Atkinson, Kate: Die vierte Schwester


  • Autor: Kate Atkinson
    Titel: Die vierte Schwester
    Original: Case Histories
    Verlag: Knaur
    Erschienen: 2006
    ISBN-10: 3426631636
    ISBN-13: 978-3426631638
    Seiten: 448
    Einband: Taschenbuch
    Preis: 8,95


    Zitat von amazon.de

    Die Schwestern Sylvia, Amelia und Julia sind wilde Teenager, die ihre Mutter permanent überfordern. Deren Sonnenschein ist die von allen innig geliebte kleine Olivia. In einer heißen Sommernacht verschwindet die Kleine spurlos. Dreißig Jahre später taucht Olivias Lieblingsspielzeug auf. Was ist damals passiert? Die Schwestern betrauen den Privatdetektiv Jackson mit dem Fall. Nach und nach lernt Jackson die drei Schwestern näher kennen und sieht, dass das Verschwinden Olivias das Drama ihres Lebens ist. All ihre Träume und Sehnsüchte haben sich verflüchtigt, die kleine Schwester dagegen ist ständig anwesend. Jackson kennt dieses Gefühl. Auch er hat seine Schwester plötzlich verloren. Obwohl er nicht glaubt, dass er den Fall lösen kann, trägt er pflichtbewusst seine Ermittlungsergebnisse zusammen und entdeckt durch einen Zufall den Schlüssel zu dem tragischen Verlust der drei Schwestern.


    Meine Meinung:


    Der Klappentext dieses Buches ist sehr irreführend, lässt er doch auf einen Krimi schließen in dem es nur um den Fall der vermissten Olivia geht. Doch dieses Buch erzählt vier verschiedene Geschichten, deren Verbindungsglied der Ermittler Jackson ist, da er die Fälle untersucht bzw in ihnen eine wichtige Rolle spielt.

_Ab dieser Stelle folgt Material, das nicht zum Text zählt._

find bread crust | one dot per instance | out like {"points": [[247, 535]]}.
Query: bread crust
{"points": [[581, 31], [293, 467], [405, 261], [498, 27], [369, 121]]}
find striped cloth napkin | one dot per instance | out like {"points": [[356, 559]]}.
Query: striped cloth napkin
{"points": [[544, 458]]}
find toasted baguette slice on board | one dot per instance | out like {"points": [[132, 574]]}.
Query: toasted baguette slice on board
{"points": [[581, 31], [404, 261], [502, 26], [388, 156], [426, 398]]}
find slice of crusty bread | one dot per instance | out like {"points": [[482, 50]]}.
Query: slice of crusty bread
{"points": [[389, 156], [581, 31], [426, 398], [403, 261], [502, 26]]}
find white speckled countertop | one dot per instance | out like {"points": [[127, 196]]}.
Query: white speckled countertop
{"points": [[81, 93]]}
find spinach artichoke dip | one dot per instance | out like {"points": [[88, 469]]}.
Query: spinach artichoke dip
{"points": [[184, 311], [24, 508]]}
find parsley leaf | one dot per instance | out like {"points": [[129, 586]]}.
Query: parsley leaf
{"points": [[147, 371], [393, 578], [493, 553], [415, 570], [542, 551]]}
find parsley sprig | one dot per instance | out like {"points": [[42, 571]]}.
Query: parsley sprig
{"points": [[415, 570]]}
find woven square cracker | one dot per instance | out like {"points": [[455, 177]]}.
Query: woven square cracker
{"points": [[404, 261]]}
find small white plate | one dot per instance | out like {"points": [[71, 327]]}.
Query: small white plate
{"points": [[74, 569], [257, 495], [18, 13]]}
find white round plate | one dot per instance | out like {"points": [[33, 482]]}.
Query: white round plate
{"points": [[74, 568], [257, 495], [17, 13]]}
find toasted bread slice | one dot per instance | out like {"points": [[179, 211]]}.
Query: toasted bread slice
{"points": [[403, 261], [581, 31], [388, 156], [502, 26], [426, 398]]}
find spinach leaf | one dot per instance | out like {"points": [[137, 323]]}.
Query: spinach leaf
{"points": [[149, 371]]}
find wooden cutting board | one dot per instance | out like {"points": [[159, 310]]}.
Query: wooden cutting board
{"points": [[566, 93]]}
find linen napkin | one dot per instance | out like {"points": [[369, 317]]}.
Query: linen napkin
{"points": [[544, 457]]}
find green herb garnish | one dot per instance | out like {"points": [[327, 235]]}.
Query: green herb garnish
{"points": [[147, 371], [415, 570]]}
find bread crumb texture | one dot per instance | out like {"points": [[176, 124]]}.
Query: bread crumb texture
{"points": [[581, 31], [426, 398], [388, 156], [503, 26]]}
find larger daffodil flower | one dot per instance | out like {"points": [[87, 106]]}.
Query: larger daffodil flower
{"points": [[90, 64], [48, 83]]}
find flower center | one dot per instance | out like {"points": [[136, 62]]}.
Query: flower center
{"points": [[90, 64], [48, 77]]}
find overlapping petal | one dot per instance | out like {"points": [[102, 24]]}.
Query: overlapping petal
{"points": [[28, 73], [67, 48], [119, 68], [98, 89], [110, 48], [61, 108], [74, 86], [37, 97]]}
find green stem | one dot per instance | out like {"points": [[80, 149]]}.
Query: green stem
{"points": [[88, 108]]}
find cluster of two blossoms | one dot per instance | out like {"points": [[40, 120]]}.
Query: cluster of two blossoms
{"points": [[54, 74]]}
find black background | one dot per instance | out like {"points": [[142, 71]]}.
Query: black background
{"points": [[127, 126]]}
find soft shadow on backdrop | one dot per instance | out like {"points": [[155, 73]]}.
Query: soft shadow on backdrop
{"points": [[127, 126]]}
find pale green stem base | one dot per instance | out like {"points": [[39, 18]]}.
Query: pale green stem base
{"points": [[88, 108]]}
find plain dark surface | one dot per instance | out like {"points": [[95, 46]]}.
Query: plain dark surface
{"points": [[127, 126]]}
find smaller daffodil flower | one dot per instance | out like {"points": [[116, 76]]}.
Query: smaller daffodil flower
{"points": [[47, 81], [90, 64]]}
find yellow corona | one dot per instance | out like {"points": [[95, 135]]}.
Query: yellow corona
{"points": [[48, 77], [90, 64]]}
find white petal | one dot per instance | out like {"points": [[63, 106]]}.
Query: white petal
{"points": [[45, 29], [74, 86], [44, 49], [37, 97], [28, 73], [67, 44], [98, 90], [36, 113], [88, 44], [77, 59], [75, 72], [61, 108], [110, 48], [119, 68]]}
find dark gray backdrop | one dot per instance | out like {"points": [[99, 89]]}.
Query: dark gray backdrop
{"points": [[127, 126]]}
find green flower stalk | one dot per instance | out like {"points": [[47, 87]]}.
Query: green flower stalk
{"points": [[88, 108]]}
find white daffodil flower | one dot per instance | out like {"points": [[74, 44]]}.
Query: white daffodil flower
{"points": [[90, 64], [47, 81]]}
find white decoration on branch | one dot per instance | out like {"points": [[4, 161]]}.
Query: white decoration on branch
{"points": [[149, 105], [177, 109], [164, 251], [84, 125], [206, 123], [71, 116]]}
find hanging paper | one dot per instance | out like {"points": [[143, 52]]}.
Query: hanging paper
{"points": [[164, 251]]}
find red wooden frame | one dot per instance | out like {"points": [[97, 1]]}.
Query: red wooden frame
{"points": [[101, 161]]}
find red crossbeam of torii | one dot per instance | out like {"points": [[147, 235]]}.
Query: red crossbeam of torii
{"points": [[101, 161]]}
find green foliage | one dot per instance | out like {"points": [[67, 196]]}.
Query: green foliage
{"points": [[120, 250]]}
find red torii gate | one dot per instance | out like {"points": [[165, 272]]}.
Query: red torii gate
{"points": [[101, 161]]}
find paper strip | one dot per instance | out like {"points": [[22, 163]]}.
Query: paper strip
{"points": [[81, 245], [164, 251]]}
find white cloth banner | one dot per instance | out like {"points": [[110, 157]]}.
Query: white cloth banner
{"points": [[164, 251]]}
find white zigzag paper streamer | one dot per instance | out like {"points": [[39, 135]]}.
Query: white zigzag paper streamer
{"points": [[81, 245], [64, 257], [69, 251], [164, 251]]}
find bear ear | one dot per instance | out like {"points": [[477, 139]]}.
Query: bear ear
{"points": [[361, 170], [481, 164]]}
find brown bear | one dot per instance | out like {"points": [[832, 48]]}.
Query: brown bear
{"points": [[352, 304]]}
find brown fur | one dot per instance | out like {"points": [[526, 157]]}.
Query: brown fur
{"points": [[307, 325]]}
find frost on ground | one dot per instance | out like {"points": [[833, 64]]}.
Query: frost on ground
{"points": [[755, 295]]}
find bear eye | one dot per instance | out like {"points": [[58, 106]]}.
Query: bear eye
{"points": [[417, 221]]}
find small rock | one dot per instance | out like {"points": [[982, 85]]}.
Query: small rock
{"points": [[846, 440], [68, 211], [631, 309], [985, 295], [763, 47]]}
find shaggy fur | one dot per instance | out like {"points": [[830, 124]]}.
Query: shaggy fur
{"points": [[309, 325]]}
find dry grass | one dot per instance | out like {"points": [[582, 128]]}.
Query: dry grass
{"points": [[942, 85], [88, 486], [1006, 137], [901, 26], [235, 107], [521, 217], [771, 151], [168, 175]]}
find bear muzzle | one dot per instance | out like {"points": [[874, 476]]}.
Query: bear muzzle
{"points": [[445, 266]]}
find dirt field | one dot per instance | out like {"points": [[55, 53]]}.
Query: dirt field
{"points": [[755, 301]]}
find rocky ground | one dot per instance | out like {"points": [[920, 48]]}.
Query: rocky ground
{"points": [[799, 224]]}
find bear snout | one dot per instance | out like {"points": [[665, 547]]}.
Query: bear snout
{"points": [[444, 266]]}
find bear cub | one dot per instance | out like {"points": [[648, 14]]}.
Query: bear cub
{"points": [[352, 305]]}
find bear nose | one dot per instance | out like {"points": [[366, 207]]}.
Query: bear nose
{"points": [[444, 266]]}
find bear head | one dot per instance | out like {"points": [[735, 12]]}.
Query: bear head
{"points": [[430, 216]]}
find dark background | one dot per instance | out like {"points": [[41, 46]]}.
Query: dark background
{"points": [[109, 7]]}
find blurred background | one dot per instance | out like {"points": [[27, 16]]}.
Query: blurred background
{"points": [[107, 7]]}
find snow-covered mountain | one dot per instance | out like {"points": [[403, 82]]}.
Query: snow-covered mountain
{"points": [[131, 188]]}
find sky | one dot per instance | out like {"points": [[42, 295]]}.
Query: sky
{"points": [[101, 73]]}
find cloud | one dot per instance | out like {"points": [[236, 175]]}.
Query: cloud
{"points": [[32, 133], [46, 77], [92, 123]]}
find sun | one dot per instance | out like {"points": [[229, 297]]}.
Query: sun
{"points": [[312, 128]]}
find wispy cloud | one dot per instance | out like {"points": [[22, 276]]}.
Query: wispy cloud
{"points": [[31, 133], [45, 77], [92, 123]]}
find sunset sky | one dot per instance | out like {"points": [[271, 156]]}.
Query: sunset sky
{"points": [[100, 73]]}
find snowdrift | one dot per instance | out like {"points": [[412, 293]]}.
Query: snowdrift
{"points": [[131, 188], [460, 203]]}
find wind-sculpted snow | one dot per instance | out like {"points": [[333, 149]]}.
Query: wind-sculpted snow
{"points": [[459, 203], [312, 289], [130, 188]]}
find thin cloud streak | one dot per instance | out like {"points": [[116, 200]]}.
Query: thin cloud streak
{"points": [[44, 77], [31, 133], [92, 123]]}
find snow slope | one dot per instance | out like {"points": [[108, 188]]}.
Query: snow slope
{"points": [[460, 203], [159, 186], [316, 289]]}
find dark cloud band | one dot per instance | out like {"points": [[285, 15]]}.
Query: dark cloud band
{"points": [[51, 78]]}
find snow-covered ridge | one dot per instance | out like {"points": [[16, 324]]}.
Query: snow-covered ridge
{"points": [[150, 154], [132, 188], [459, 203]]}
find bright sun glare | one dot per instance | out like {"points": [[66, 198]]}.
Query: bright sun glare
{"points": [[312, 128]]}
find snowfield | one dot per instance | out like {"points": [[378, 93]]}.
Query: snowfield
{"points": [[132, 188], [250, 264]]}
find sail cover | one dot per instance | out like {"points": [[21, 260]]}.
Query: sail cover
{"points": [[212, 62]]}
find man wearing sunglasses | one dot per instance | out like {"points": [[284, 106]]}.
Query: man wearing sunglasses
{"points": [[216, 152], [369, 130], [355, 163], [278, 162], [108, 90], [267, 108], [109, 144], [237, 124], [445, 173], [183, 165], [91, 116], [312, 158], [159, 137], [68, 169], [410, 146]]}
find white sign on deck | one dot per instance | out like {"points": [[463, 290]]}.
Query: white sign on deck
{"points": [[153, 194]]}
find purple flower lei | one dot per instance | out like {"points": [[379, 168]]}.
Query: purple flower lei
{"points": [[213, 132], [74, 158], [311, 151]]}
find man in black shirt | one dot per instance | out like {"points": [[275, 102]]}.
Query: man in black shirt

    Der Hauptfall ist die Geschichte um die verschwundene Olivia Land. Aufgewachsen in einer scheinbar heilen Familie, die jedoch viele dunkle Geheimnisse birgt. Auch nach 30 Jahren haben die Geschwister Amlelia und Julia noch nicht wirklich mit dem Verschwinden ihrer kleinen Schwester abschließen können und als auch noch Olivias Spielzeug auftaucht, beauftragen die beiden den Privatdetektiv Jackson mit der Ermittlung in dem Fall.


    Fall Nummer 2 ist die Geschichte eines Anwalts namens Theo, der seine Tochter durch einen schrecklichen Mord verliert und auch noch 10 Jahre später keine Ruhe finden kann, da der Mörder nie gefasst wurde.


    Geschichte Nummer 3 ist die Geschichte der Axtmörderin Michelle, ihrer Schwester und ihrer Tochter, und sie ist auf jeden Fall die verwirrendste von allen, da Michelle nach ihrer Haft einen neuen Namen annimmt, nämlich Caroline. Diese taucht mitten im Buch auf, man hat keine Ahnung wer die Frau denn nun ist und erst unzählige Seiten später wird dieses Geheimnis gelüftet.


    Fall Nummer 4 handelt von Jacksons Schwester Niamh, und genau dieses Schicksal ist es dass ihn zum Polizisten und später Privatdetektiv werden lässt.


    Für meinen Geschmack hat die Autorin sämtliche Figuren und deren Gefühlsleben eindeutig zu sehr beschrieben, es ging schon fast an die Grenze des erträglichen und war nicht mehr aufschlussreich sondern für meinen Geschmack einfach nur mehr nervtötend.


    Was mich weiters an diesem Buch gestört hat, war dass Atkinson einen sehr sprunghaften Erzählstil hat, einmal ist sie in der Gegenwart dann driftet sie wieder ab in die Vergangenheit und dies empfand ich als sehr mühsam zu lesen.


    An und für sich waren die Geschichte sehr gut durchdacht und auch wirklich schockierend, dennoch hat es die Autorin meiner Meinung nach nicht geschafft eine Spannung zu erzeugen. Das Buch wurde erst zum Schluss interessant als nach unendlich vielen Irrungen und Wirrungen nun doch alle Fälle gelöst und alle Geheimnisse gelüftet wurden.


    Mein Fazit: Ich würde dieses Buch nicht wieder zur Hand nehmen, da ich es wirklich mit sehr viel Widerwillen gelesen habe, da es mich stellenweise nur mehr gelangweilt und genervt hat.